The economic principle of mutually‐​beneficial voluntary exchange is fundamental to all commerce, including online commerce. From Amazon to Zillow, from online retail to the “sharing” economy, all are animated by the principle underlying gains from trade.

Smith digs deeper into this principle by elaborating on how increased connectedness makes us better off by increasing productivity and exchange. In a chapter entitled “The Divison of Labor is Limited by the Extent of the Market,” Smith makes a beautiful argument about transportation networks and the extent to which transportation networks enable more commerce and more exchange, and thus facilitate deeper specialization and increased well‐​being arising from the division of labor. Enlarging the market brings more buyers and sellers in contact with each other, deepening the division of labor, which increases productivity, which increases wealth. And, Smith notes, this increase is an increase in shared “universal opulence,” which is a more widespread increase in wealth that is not concentrated in just a few people in society. In Smith’s time he observed that the productivity arising from commerce and the division of labor meant that factory workers in Britain could live as well as a tribal king.

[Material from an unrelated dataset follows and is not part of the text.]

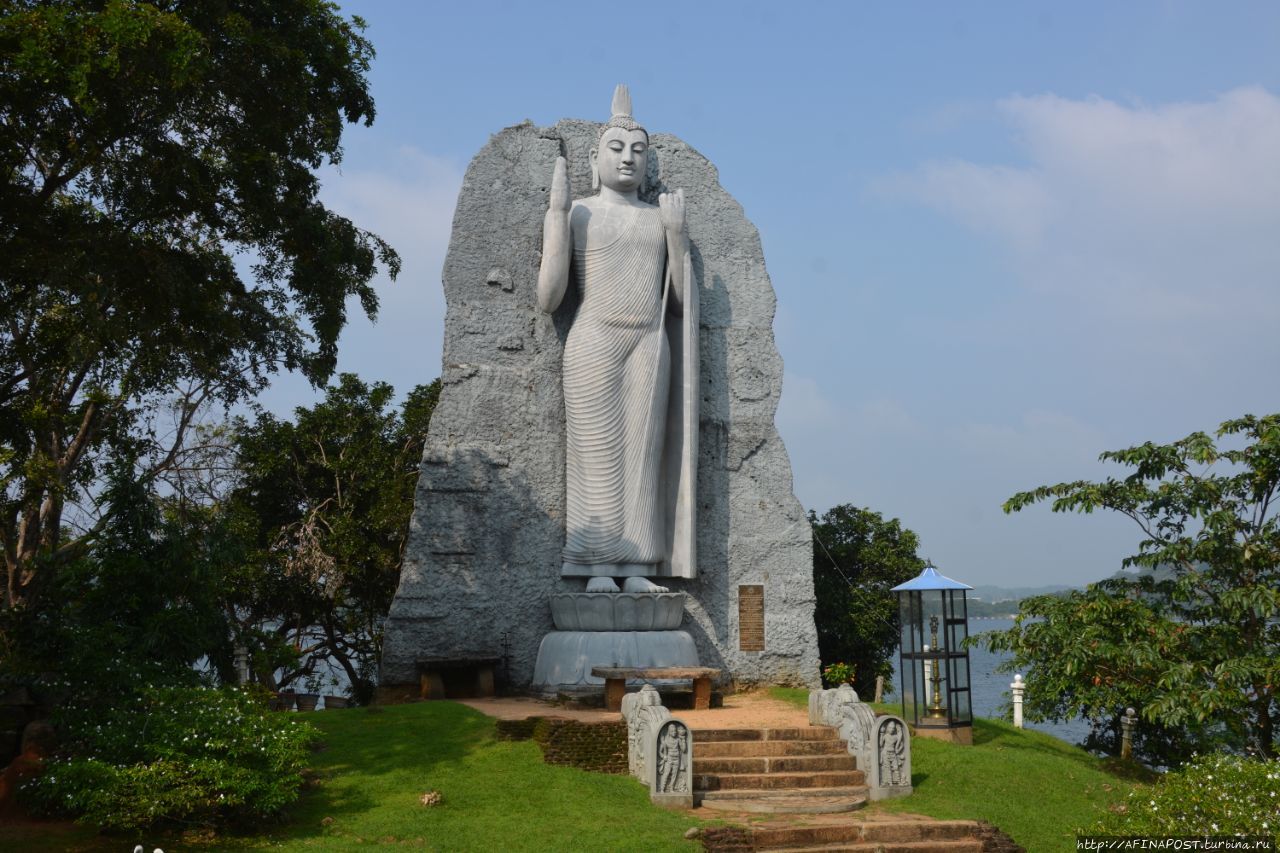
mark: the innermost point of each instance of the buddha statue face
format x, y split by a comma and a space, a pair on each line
621, 159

The digital economy is this same process, amplified. Making the analogy between the transportation networks of Smith’s time and the combination of transportation and digital communication networks today, we can understand the growth of online commerce and its valuable effects as consequences of increasing the extent of the market. Digital technologies increase the extent of the market, which is almost literally global, and make more products and services available to many more people.

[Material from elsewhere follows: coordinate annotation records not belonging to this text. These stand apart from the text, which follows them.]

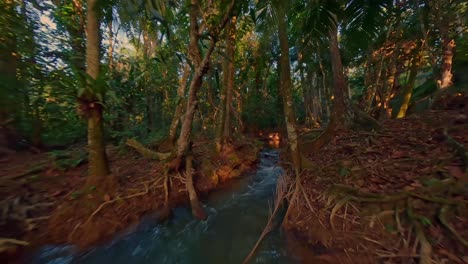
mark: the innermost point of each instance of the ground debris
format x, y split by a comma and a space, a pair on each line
401, 189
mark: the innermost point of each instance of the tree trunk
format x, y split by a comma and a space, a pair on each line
230, 49
98, 166
110, 51
340, 117
285, 87
446, 67
408, 91
201, 68
197, 209
180, 104
8, 65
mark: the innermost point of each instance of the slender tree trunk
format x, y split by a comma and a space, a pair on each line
408, 91
201, 65
98, 166
340, 117
8, 65
197, 210
446, 67
201, 68
326, 90
180, 104
285, 87
110, 51
230, 49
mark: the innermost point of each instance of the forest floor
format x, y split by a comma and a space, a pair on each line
45, 203
397, 195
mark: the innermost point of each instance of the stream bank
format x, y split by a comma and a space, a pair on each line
237, 214
87, 218
398, 195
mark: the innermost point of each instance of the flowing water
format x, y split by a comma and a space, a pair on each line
237, 216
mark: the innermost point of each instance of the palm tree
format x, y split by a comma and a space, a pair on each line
275, 11
325, 19
98, 165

How does growth of the network happen so quickly and pervasively in the digital economy? It’s all about reducing transaction costs, which is where Smith’s framework meets up with Nobel Prize winner Ronald Coase’s institutional economics. Although humans may have inherent propensities to truck, barter, and exchange, engaging in transactions is costly—they take time, parties have to find each other and acquire information about the goods and services being offered and the terms of the offers, and trade among strangers can be stymied due to a lack of trust. Reducing those transaction costs leads to increased specialization and exchange, amplifying the market extension effects that Smith described. Digital technologies are first and foremost transaction cost reducers. As transaction costs fall, and as patterns of transaction costs change in a dynamic economy, more exchange takes place. More innovation also occurs, as new connections create new ideas, new products, and new services.

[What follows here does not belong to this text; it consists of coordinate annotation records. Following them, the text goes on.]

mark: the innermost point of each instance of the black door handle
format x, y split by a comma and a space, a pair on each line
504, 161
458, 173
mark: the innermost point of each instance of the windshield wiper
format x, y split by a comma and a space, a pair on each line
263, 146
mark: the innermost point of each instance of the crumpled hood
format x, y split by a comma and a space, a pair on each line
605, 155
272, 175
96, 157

Ride sharing illustrates the power of digital technology to reduce transaction costs. Digital platforms like Lyft and Uber harness algorithms and automation to connect drivers with riders, and all three parties benefit—drivers earn money by offering riders safe and convenient rides, and the platform company earns a service fee by bringing them together with a well‐​designed piece of software and set of rules for interaction. In much the same way as with water transportation in Smith’s time, none of this value creation is possible without transaction‐​cost reducing innovation.

Economic freedom underpins this process of division of labor, specialization, exchange, and increasing the extent of the market. Economic freedom makes possible the permissionless innovation that has made the internet such a profound platform for creativity and productivity. It’s also essential for the freedom to experiment to discover ways to reduce transaction costs. Whether in Smith’s time or in the modern digital economy, freedom of voluntary exchange is a fundamental human right, and one that has had large and widespread beneficial consequences where it has been coupled with the rule of law. Adam Smith’s insights were profound enough to remain relevant today, even in a technological future he could neither have foreseen nor imagined.